The Preda Foundation is a DSWD-licensed and accredited social welfare and development agency, founded in 1974. It is accredited by local government and it has now reached the highest status and standard of excellence. It has been accredited in 2020 by the Philippine Council for NGO Certification (PCNC) and as a result it has been certified by the Bureau of Internal Revenue (BIR) as a “Donee Institution” since 9 November,2020. Philippine donors are exempted from paying the 30 percent donor’s tax. All donations will go to the children, none to administration.
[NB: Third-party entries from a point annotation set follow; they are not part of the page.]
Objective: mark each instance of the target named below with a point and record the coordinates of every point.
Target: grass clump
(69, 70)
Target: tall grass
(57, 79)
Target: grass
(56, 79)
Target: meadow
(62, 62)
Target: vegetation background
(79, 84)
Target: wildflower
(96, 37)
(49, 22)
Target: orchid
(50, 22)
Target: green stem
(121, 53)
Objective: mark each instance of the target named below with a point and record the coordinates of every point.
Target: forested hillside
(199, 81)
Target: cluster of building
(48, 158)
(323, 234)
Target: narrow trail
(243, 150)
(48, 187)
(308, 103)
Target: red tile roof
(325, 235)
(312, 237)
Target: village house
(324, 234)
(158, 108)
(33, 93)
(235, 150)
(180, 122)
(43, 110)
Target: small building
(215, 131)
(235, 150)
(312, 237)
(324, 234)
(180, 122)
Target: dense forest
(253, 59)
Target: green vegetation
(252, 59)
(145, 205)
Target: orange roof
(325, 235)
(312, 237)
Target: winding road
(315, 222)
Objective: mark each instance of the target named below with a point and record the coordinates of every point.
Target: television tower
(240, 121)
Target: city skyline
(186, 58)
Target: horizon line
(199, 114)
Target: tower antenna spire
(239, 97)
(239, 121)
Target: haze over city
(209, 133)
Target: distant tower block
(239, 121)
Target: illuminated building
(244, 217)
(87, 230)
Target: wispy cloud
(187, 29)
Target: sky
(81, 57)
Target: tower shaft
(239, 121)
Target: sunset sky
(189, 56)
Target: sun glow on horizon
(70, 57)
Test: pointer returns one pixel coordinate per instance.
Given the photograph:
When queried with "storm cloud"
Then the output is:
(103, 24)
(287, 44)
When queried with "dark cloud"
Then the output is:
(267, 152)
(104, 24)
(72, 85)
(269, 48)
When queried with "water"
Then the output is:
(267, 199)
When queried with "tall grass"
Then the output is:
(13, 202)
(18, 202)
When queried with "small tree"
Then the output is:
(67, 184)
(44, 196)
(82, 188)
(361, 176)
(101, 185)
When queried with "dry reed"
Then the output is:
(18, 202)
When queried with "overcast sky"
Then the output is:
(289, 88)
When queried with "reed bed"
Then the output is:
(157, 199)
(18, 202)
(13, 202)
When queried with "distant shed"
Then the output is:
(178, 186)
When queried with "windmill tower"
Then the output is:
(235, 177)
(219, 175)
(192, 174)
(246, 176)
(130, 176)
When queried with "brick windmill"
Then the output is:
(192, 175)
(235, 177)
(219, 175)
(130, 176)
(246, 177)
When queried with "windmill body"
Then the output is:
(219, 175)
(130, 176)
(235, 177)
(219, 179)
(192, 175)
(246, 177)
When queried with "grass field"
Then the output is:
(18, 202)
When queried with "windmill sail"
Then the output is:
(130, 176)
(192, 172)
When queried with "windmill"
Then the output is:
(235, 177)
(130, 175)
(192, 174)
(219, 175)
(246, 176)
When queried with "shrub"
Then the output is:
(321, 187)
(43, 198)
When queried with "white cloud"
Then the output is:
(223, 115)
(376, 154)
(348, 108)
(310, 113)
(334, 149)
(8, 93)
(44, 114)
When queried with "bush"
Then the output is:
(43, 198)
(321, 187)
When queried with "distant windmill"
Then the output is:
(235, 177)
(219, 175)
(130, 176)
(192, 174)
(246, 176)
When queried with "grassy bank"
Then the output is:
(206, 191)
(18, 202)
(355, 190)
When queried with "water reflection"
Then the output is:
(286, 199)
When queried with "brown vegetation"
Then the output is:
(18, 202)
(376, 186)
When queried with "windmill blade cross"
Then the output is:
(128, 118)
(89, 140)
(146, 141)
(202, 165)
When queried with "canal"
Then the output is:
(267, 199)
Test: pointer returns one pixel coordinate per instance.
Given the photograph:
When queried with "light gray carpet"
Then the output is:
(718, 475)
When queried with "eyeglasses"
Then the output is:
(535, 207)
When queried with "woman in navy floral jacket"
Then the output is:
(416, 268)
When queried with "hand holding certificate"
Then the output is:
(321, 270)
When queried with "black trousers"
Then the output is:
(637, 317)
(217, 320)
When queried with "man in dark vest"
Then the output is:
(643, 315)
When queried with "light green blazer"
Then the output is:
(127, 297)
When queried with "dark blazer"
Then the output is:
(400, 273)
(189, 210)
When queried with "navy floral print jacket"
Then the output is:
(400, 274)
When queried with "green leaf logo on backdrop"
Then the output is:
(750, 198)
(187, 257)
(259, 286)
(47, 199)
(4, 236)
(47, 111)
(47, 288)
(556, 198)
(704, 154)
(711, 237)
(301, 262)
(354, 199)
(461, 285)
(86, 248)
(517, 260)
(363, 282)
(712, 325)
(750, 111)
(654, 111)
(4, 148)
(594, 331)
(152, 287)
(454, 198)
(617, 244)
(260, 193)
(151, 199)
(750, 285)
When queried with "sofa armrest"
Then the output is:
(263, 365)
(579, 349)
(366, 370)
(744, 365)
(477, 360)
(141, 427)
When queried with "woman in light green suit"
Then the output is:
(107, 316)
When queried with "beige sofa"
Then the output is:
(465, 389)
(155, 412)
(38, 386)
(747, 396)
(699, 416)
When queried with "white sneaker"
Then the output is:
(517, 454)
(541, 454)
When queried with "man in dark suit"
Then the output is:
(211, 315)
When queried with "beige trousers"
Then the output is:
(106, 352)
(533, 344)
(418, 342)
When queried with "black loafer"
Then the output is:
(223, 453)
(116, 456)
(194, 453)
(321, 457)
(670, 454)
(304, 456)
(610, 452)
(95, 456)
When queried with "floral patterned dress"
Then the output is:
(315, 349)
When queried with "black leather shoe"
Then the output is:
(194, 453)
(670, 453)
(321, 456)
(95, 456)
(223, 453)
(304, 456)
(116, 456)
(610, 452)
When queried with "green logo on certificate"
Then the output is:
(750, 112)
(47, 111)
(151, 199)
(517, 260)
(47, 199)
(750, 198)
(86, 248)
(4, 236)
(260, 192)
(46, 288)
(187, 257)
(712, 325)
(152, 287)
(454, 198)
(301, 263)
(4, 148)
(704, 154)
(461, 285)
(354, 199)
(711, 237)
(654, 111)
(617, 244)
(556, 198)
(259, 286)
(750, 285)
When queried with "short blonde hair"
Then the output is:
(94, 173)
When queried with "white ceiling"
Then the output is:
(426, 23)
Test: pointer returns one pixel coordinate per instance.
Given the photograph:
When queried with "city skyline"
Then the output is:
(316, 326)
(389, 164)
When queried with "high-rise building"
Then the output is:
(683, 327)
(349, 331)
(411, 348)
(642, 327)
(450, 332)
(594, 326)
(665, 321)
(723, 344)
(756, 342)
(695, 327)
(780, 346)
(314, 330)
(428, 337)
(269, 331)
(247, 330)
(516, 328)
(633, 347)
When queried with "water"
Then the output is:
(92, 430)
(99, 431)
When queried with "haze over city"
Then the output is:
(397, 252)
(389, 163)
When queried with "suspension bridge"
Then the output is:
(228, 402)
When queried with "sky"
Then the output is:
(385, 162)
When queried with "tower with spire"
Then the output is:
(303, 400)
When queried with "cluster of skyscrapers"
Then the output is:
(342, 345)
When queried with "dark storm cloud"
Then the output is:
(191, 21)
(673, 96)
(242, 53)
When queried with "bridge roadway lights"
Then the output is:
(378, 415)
New Partnership with UN agencies

The United Nations Anti-trafficking and Anti-slavery agencies have recognized Preda as a high standard organization for helping trafficked, enslaved and abused children and has granted partial funding for 2020 and 2021.

Awards marked

In November, Preda marked the anniversary of the awarding of the prestigious International Martin Buber Plaque Prize for defending children’s rights. In January 2021 Preda will mark its fourth nomination for the Nobel Peace Prize. Preda was nominated by the German Human  Rights Commissioner Dr. Barbel Koefler. It was endorsed by several members of the German Parliament. That takes the total number of international awards for defending human rights to 17. Despite the spread of Covid-19, lockdowns and economic downturn, the work of the Foundation has succeeded and will continue in the years ahead with your support and help.